OTD: Iconic painter Paul Kane dies in Toronto

On today’s date in 1871, Irish-born Canadian painter Paul Kane, famous for his paintings of contemporary life among First Nations communities in Western Canada, died in Toronto.

Kane’s work provides a remarkable visual record of early life among Canada’s First Nations. Widely recognized for these illuminating paintings, Kane also offered great insight through his descriptive journal, Wanderings of an Artist Among the Indians of North America from Canada to Vancouver’s Island and Oregon through the Hudson’s Bay Company’s Territory and Back Again, which was published in 1859.

Kane came to Canada from County Cork, Ireland, where he was born in 1810. His days as a boy in York — the tiny pioneer settlement of a few thousand people that eventually became Toronto — put him in frequent contact with the Mississaugas, a First Nations tribe that frequented the shores of Lake Ontario.

While working at a furniture factory as a sign and furniture painter, Kane also painted several portraits of local personalities, including the sheriff and his employer’s wife.

He then travelled across the U.S. and into Europe, where he trained himself and refined his art by copying European masters.
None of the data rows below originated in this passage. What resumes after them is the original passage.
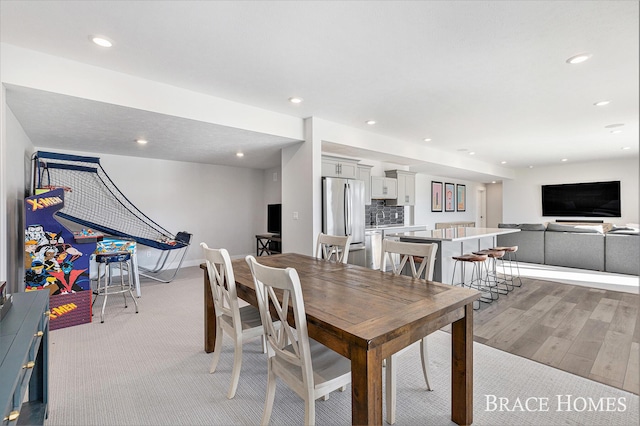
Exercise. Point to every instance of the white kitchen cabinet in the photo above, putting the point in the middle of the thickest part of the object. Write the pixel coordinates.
(339, 167)
(406, 187)
(383, 188)
(364, 174)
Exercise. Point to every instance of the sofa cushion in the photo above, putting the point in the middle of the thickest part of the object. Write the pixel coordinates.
(622, 251)
(583, 229)
(575, 250)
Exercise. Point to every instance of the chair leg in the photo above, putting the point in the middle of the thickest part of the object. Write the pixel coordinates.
(217, 349)
(237, 365)
(309, 409)
(424, 356)
(390, 389)
(271, 393)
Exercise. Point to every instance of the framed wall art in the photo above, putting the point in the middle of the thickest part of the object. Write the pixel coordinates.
(449, 197)
(461, 198)
(436, 196)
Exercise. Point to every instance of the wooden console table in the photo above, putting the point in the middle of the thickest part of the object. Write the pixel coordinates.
(265, 242)
(24, 356)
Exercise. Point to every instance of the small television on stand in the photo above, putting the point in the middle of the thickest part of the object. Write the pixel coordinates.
(274, 224)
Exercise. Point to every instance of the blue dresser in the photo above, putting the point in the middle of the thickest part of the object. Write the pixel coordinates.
(24, 345)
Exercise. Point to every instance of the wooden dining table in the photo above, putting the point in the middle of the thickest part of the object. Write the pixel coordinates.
(367, 315)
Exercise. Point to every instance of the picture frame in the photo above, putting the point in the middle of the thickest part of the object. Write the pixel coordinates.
(449, 197)
(461, 198)
(436, 196)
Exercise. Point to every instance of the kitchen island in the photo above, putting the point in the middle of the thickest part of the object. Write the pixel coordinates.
(373, 240)
(452, 242)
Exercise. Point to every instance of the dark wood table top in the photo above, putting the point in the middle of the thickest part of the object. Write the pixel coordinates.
(361, 305)
(368, 315)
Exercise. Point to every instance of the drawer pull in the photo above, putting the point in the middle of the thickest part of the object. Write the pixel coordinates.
(12, 416)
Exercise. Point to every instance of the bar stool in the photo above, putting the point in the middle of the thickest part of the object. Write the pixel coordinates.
(510, 254)
(477, 261)
(105, 286)
(491, 277)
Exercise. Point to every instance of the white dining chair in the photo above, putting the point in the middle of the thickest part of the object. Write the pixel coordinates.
(409, 254)
(333, 247)
(240, 323)
(309, 368)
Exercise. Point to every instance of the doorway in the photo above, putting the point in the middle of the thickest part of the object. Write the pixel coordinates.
(481, 208)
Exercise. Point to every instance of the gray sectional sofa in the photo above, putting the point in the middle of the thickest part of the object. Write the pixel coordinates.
(530, 241)
(622, 251)
(600, 247)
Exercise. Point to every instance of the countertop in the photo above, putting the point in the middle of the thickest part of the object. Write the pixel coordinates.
(395, 228)
(453, 234)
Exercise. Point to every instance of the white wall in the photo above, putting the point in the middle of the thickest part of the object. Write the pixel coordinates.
(15, 181)
(522, 196)
(422, 209)
(222, 206)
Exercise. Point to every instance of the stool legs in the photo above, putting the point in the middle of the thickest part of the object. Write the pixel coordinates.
(512, 276)
(475, 281)
(105, 285)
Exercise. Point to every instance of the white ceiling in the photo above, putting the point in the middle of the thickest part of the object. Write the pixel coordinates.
(482, 76)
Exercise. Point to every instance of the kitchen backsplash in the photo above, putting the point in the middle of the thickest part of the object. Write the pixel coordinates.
(378, 208)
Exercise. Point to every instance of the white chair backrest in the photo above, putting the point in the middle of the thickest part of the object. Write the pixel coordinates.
(223, 284)
(333, 247)
(406, 251)
(290, 344)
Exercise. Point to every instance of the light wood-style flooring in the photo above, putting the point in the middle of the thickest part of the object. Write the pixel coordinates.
(585, 331)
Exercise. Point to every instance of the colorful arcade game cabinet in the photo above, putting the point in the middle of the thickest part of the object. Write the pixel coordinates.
(57, 261)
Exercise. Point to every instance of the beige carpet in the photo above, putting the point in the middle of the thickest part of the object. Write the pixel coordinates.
(150, 369)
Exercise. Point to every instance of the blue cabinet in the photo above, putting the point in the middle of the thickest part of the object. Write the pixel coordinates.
(24, 352)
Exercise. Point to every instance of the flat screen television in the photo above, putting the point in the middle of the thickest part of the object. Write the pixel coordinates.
(274, 218)
(592, 199)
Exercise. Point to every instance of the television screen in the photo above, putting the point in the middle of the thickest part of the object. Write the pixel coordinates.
(593, 199)
(274, 218)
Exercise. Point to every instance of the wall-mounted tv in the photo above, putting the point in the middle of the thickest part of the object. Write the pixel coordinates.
(591, 199)
(274, 218)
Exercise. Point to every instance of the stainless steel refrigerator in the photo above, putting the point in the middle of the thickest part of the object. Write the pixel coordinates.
(343, 209)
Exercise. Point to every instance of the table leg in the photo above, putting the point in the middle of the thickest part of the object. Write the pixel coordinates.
(462, 368)
(209, 316)
(366, 387)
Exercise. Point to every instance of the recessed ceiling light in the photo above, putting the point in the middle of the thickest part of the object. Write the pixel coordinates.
(578, 59)
(101, 41)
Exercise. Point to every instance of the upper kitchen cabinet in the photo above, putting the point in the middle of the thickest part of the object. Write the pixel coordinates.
(339, 167)
(383, 188)
(406, 195)
(364, 174)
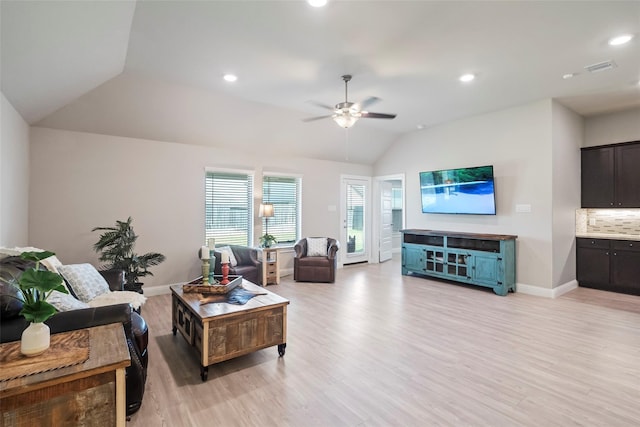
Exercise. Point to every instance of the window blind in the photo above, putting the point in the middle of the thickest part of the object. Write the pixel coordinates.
(229, 208)
(284, 193)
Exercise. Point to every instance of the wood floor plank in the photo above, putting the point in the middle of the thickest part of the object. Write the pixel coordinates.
(377, 348)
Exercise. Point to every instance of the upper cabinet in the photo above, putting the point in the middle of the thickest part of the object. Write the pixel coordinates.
(611, 176)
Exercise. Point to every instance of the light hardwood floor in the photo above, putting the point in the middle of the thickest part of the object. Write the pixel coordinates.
(381, 349)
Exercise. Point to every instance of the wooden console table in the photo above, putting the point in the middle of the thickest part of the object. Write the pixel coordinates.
(90, 394)
(477, 259)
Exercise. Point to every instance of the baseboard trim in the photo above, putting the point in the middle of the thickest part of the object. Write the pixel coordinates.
(547, 293)
(152, 291)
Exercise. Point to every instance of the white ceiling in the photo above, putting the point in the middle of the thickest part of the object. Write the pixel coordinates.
(153, 69)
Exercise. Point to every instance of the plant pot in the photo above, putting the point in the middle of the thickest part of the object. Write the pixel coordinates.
(36, 339)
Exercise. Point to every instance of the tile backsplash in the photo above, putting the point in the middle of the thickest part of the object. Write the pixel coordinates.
(608, 221)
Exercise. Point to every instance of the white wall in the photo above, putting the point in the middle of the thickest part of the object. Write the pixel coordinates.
(610, 128)
(518, 143)
(568, 134)
(91, 180)
(14, 177)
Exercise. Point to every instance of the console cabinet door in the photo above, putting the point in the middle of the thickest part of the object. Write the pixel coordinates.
(413, 259)
(627, 182)
(486, 269)
(597, 169)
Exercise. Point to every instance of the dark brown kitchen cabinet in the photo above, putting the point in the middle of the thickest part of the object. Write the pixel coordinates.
(610, 265)
(611, 176)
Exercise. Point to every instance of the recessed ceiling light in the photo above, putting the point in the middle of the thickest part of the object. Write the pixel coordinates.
(317, 3)
(618, 40)
(467, 77)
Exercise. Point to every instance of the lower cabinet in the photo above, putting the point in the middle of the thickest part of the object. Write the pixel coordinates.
(478, 259)
(610, 265)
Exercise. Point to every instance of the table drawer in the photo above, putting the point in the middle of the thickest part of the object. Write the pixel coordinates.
(185, 323)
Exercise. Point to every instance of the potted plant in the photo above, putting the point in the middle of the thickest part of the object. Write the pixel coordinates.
(35, 286)
(267, 240)
(116, 248)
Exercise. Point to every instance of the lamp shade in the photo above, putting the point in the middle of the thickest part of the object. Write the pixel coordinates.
(266, 210)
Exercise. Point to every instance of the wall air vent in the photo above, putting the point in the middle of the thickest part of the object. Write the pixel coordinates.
(601, 66)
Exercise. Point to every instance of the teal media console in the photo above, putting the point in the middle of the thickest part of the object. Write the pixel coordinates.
(487, 260)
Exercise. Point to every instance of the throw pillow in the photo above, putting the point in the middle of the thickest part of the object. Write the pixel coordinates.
(119, 297)
(85, 281)
(232, 258)
(316, 246)
(65, 302)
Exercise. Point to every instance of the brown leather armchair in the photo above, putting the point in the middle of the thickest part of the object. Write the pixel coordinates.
(315, 268)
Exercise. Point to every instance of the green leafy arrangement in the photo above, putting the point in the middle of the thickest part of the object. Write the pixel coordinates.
(116, 246)
(36, 285)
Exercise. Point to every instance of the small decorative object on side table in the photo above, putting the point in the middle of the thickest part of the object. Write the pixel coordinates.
(204, 255)
(225, 268)
(270, 266)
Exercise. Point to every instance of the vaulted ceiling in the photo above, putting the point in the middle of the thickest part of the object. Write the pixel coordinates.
(153, 69)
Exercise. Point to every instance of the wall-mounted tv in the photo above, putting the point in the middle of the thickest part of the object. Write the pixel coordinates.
(458, 191)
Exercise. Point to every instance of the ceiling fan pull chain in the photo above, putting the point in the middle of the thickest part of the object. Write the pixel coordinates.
(346, 137)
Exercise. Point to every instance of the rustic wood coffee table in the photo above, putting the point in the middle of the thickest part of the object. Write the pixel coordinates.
(222, 331)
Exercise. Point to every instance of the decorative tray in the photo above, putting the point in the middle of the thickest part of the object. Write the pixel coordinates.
(196, 286)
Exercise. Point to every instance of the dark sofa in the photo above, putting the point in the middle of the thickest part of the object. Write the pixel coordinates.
(135, 327)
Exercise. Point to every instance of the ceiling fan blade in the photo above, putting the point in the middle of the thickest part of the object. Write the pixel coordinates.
(368, 115)
(318, 104)
(367, 102)
(313, 119)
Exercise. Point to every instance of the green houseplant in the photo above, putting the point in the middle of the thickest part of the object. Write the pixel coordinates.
(116, 247)
(266, 240)
(35, 286)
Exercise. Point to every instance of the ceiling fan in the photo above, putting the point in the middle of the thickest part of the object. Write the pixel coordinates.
(346, 113)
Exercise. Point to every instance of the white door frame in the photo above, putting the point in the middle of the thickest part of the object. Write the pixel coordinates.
(343, 219)
(377, 196)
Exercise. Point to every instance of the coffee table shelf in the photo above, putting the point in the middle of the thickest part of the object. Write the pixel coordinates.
(221, 331)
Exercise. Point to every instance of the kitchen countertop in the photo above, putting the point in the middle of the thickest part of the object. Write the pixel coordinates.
(611, 236)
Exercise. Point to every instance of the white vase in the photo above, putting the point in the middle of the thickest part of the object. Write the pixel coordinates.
(35, 339)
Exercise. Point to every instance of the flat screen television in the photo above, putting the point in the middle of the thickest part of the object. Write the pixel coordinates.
(458, 191)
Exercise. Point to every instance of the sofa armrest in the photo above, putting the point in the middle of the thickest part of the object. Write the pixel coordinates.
(300, 248)
(115, 279)
(65, 321)
(334, 246)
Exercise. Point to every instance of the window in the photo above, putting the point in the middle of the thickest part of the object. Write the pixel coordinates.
(284, 193)
(229, 207)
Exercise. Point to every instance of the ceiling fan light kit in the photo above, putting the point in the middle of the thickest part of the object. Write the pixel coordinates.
(346, 113)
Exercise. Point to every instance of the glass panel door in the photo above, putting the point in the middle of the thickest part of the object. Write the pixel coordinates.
(355, 220)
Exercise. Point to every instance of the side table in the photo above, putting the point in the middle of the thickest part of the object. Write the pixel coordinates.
(91, 393)
(270, 266)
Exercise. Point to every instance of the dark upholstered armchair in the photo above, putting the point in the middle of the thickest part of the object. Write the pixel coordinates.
(317, 267)
(248, 266)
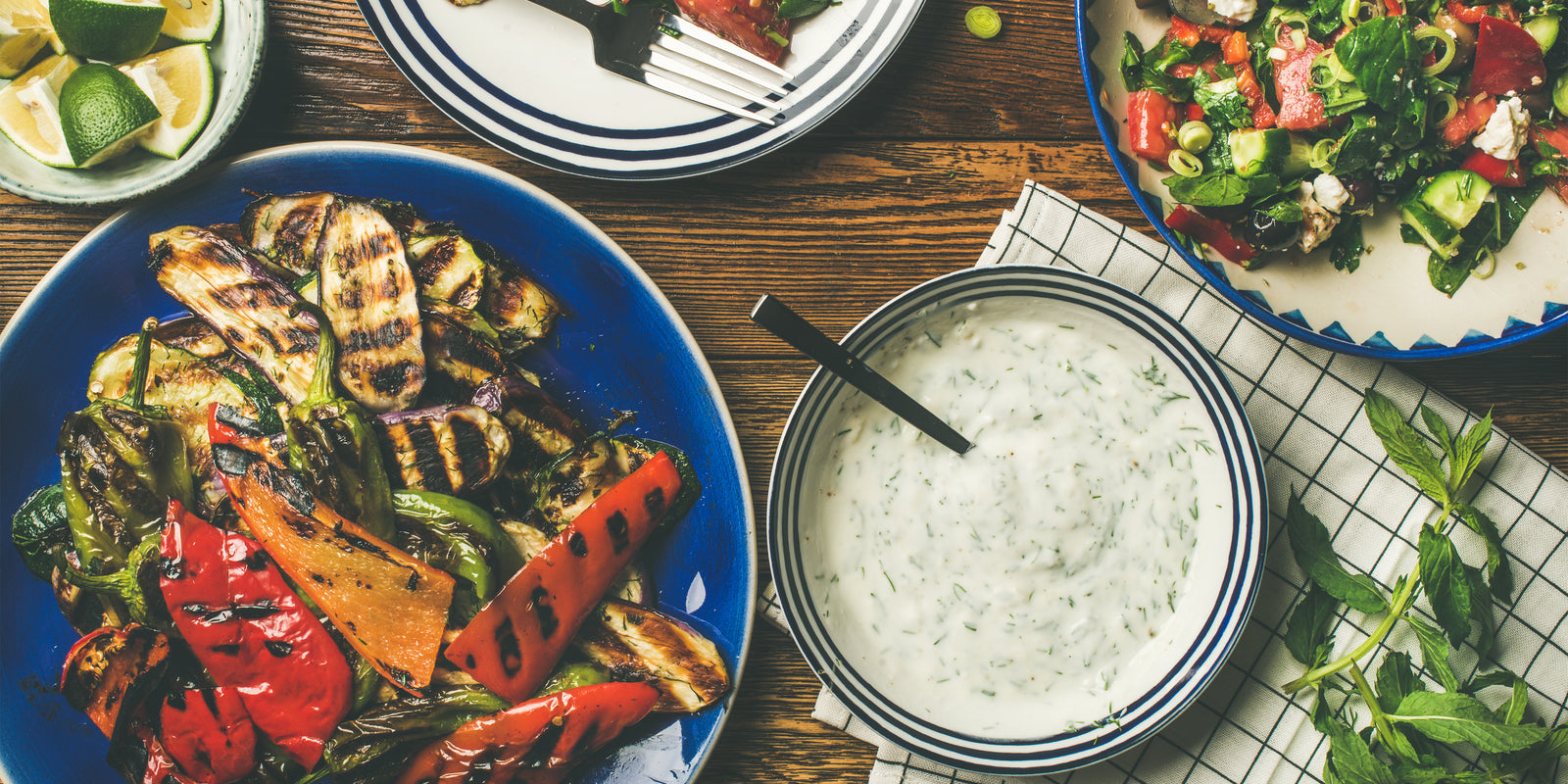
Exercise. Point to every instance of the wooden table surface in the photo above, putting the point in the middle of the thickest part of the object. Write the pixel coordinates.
(902, 185)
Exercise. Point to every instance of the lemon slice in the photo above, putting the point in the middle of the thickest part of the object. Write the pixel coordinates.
(109, 30)
(192, 21)
(24, 30)
(30, 115)
(179, 82)
(101, 114)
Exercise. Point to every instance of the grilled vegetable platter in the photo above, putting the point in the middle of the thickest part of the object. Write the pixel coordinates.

After studying for a few years, Kane returned to Canada to put his new skills to good use. On two separate voyages through the Canadian northwest, he captured scenes that illustrated the contemporary way of life. The first trip brought him to Sault Ste. Marie and back; however, with the support of the Hudson’s Bay Company for his second trip, he set out on a much longer voyage from Toronto – across the Rocky Mountains – to Fort Vancouver and Fort Victoria in what Canadians called Oregon Country.

When Kane finally returned to Toronto, he produced more than 100 oil paintings from the sketches he made in his travels across the country. Kane’s work – in particular his field sketches – remain a valuable ethnological resource. His oil paintings, however, are considered a part of Canadian heritage. He would often embellish his sketches when reproducing them on canvas, forgoing accuracy for more dramatic scenes.

“On my return to Canada from the continent of Europe, where I had passed nearly four years in studying my profession as a painter, I determined to devote whatever talents and proficiency I possessed to the painting of a series of pictures illustrative of the North American Indians and scenery,” wrote Kane in the preface to Wanderings of an Artist among the Indians of North America.

Kane died on Feb. 20, 1871, and was buried in Toronto’s St. James’s Cemetery, where a stone commemorates his remarkable legacy.

1971 KANE STAMP

In August 1971, a century after Kane’s death, the artist’s 1845 painting Indian Encampment on Lake Huron was featured on a seven-cent stamp (Scott #553) issued by Canada’s Post Office Department (now Canada Post).

The stamp was designed by William Rueter.